Kur'an-ı Kerim ve Türkçe Meali Sayfa 162
88. Kavminin büyüklük taslayan serkeş zorba kodamanları: 'Yâ Şuayb, ya seni ve seninle beraber iman edenleri memleketimizden kesinlikle çıkaracağız, ya da geleneksel düzenimize döneceksin, bizim yaşadığımız hayatı benimseyeceksin' dediler. Şuayb: 'İstemesek de mi, baskıyla, zorla bunları yaptıracaksınız?' dedi.
89. 'Allah’ın bizi küfürden kurtarmasından sonra, tekrar sizin geleneksel düzeninize, hayat tarzınıza dönersek Allah adına yalan uydurduğumuzu kabullenmiş oluruz. Rabbimiz Allah’ın sünneti, düzeninin yasaları içinde, iradesinin tecellisine uygun olması dışında, geri dönmemiz olacak şey değildir. Her şey, Rabbimizin ilmi, iradesi, planı içinde gerçekleşmektedir. Allah’a, sadece Allah’a dayanıp güvendik, işlerimizi ona havale ettik. Ey Rabbimiz, bizimle kavmimiz arasında adâletle, hakkı ölçü alarak durumumuzu açıklığa kavuşturacak bir hüküm ver, . Sen, açık hükümle sonuca varanların en hayırlısısın.' dedi.
90. Kavminden kulluk sözleşmesindeki ortak taahhütlerini, Allah’a iman, kulluk ve sorumluluk bilincini şuur altına iterek örtbas edip inkârda ısrar eden kodamanlar, halka: 'Şuayb’e tâbi olursanız, o takdirde siz de zarara uğrarsınız' dediler.
91. Derken, şiddetli bir gürleme halinde âni bir sarsıntı onların işini bitirdi. Sabahleyin yurtlarında yere çarpılarak çakılıp kalanlar oldular.
92. Şuayb’i yalanlayanlar sanki yurtlarında hiç yaşamamış, hiç güzel gün görmemiş gibiydiler. Şuayb’i yalanlayanlar, işte ziyana uğrayanlar, onlar oldular.
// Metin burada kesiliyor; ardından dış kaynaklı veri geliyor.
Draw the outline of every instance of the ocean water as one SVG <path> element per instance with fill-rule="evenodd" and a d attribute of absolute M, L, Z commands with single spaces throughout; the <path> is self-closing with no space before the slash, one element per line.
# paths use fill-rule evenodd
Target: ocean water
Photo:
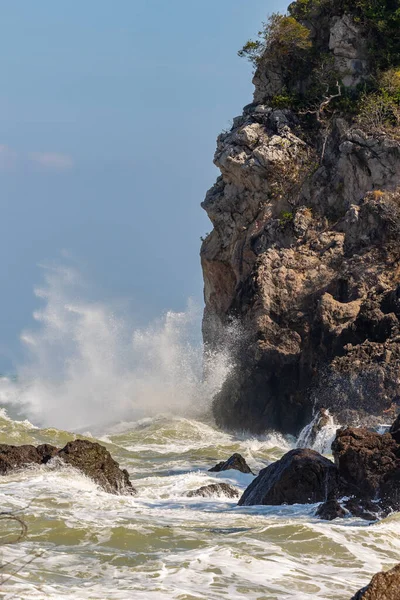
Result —
<path fill-rule="evenodd" d="M 76 293 L 77 276 L 51 271 L 38 290 L 37 328 L 22 340 L 16 377 L 0 379 L 0 440 L 104 444 L 127 468 L 135 497 L 106 494 L 69 467 L 0 478 L 0 597 L 10 600 L 350 600 L 382 568 L 400 562 L 400 517 L 324 522 L 316 505 L 238 507 L 190 490 L 252 475 L 209 473 L 240 452 L 257 472 L 297 441 L 219 431 L 212 395 L 234 364 L 205 356 L 193 307 L 144 329 Z M 194 315 L 194 316 L 193 316 Z M 235 339 L 227 333 L 227 348 Z M 314 444 L 329 454 L 331 422 Z M 307 430 L 301 443 L 307 443 Z"/>

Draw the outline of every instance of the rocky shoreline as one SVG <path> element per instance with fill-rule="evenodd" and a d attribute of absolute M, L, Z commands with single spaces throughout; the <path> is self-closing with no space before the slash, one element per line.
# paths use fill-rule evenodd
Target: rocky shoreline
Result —
<path fill-rule="evenodd" d="M 234 486 L 218 482 L 187 492 L 188 498 L 226 497 L 238 506 L 317 504 L 315 516 L 326 521 L 359 517 L 376 521 L 400 510 L 400 416 L 389 431 L 338 429 L 332 444 L 333 461 L 310 448 L 296 448 L 262 469 L 240 496 Z M 32 465 L 69 465 L 111 494 L 135 495 L 129 474 L 108 450 L 89 440 L 74 440 L 62 449 L 0 445 L 0 474 Z M 209 469 L 210 473 L 253 471 L 240 454 Z M 240 496 L 240 497 L 239 497 Z M 379 573 L 352 600 L 398 600 L 400 567 Z"/>

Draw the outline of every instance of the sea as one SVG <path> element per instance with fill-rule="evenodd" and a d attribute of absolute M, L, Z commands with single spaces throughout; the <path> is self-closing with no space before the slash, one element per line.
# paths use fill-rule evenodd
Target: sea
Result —
<path fill-rule="evenodd" d="M 235 368 L 237 333 L 207 355 L 193 304 L 132 329 L 110 307 L 82 300 L 76 284 L 75 273 L 50 271 L 36 291 L 41 308 L 21 335 L 24 361 L 0 378 L 0 442 L 98 441 L 138 493 L 107 494 L 52 462 L 2 476 L 1 598 L 350 600 L 400 562 L 396 514 L 326 522 L 317 505 L 188 497 L 218 482 L 243 491 L 253 475 L 208 469 L 239 452 L 257 473 L 311 445 L 310 427 L 298 439 L 219 430 L 211 402 Z M 335 430 L 331 419 L 313 447 L 329 456 Z"/>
93. Bu durumda, Şuayb onlardan uzaklaştı. Ve : 'Ey kavmim, ben, Rabbimin bana vahyettiklerini size tebliğ ettim. Size öğüt verdim. Artık bundan sonra, kulluk sözleşmesindeki ortak taahhütlerini, Allah’a iman, kulluk ve sorumluluk bilincini şuur altına iterek örtbas eden inkârcı, küfre saplanmış bir kavme, nankör bir topluma nasıl acırım.' dedi.
94. Biz hangi ülkeye özgürce sorumluluklarını yerine getirmek üzere bir peygamber gönderdiysek, oranın halkını yalvarıp yakarsınlar diye mutlaka yoksulluk, şiddet, hastalık ve ekonomik darboğazlarla, mallarına ve kendilerine gelen zararlarla sıktık.
95. Sonra bu kötü, sıkıntılı, felâketli günlerin yerine düzenli bir devlet hayatı, iyilik bolluk, zenginlik ve refah getirdik. Nihayet çoğaldılar. Başlarına gelen felâketleri, Allah’ın cezalandırması ve imtihanı sayacakları yerde: 'Atalarımız da böyle sıkıntılar ve sevinçli günler, ekonomik darboğazlar ve refah günleri yaşamışlardı. Bunlar tabiî olaylardır' diyerek ikazları hafife aldılar. Biz de onları, farkına varmadıkları bir anda, ansızın, hayal edemeyecekleri bir şekilde yakalayıp işlerini bitirdik.